Root access is not active, someone has been able to enter?
Access gives you is for the user "centos" then with the command "su" to "root" for a password.
The documentation says "This image is built to allow remote ssh login only as 'root' user With the key specified at launch time instance" but at no time asked me a key.
Someone could solve this?
Thank you


    Brian C

Always the one I use, but why no t2.nano support?

  • February 19, 2016
  • Review verified by AWS Marketplace

I actively use this build for my own needs as well as those of my clients. The 8GB partition is not a problem since in most cases that is plenty for a web/app server. In the few cases where more space is needed its trivial to add an EBS volume for that. I've never had a problem logging in as the instructions explain.

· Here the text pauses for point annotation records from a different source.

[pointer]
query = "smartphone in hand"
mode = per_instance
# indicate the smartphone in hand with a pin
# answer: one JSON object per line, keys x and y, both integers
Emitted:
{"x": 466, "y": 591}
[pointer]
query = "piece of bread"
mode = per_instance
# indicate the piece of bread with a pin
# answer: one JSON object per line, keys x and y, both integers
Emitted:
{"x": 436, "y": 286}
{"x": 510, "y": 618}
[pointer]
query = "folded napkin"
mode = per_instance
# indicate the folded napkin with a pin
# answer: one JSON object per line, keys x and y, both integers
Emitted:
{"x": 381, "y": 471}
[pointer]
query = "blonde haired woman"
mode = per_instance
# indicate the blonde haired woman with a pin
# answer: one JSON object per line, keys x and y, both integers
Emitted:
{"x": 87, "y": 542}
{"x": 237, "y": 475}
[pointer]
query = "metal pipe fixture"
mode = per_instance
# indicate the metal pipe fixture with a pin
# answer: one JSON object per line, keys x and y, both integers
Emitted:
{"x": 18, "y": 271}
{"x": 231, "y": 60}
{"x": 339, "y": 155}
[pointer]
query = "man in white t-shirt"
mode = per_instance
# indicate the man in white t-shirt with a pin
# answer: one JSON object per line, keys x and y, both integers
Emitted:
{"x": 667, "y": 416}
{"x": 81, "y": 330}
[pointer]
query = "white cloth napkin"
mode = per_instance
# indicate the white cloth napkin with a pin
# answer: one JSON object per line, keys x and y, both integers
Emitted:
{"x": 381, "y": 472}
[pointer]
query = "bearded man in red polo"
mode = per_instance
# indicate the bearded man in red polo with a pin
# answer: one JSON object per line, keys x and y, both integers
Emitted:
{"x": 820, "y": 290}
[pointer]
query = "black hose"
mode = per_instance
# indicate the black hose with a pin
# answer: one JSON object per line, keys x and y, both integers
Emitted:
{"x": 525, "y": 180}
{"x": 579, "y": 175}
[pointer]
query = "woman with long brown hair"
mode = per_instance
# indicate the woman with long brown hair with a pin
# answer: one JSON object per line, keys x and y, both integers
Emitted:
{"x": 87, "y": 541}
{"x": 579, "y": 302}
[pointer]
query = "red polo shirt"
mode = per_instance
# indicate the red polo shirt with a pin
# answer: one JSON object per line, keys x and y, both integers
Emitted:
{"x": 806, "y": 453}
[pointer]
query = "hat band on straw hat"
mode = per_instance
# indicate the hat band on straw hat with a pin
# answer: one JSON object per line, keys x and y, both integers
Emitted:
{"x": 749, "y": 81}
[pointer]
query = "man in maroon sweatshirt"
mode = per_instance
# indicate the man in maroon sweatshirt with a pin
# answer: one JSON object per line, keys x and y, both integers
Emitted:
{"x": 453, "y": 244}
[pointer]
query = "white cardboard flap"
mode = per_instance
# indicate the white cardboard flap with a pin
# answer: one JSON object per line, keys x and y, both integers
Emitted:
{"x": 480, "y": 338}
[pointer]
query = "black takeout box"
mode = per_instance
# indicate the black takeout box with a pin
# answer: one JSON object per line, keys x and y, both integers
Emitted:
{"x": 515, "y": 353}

My only complaint at this point is why can I not build a t2.nano instance? If I select the CentOS 7 AMI from the same it is available. CentOS 7 being based on SystemD isn't even an option. I guess the time has come to start standardizing on FreeBSD instead.


    SeboLabs

ssh using private key still prompts for password

  • January 21, 2016
  • Review verified by AWS Marketplace

Recently I've been using ami-bc8131d4 for lab purposes.
After I've built a custom image with Packer using above ami as a source and then created an instance using Terraform I couldn't connect as root with associated key pair. I've been asked for password.
I got it working by injecting 'PasswordAuthentication no' to sshd_config and public key to authorized_keys while building my image.
Anybody had an issue like that and knows the reason of this behaviour?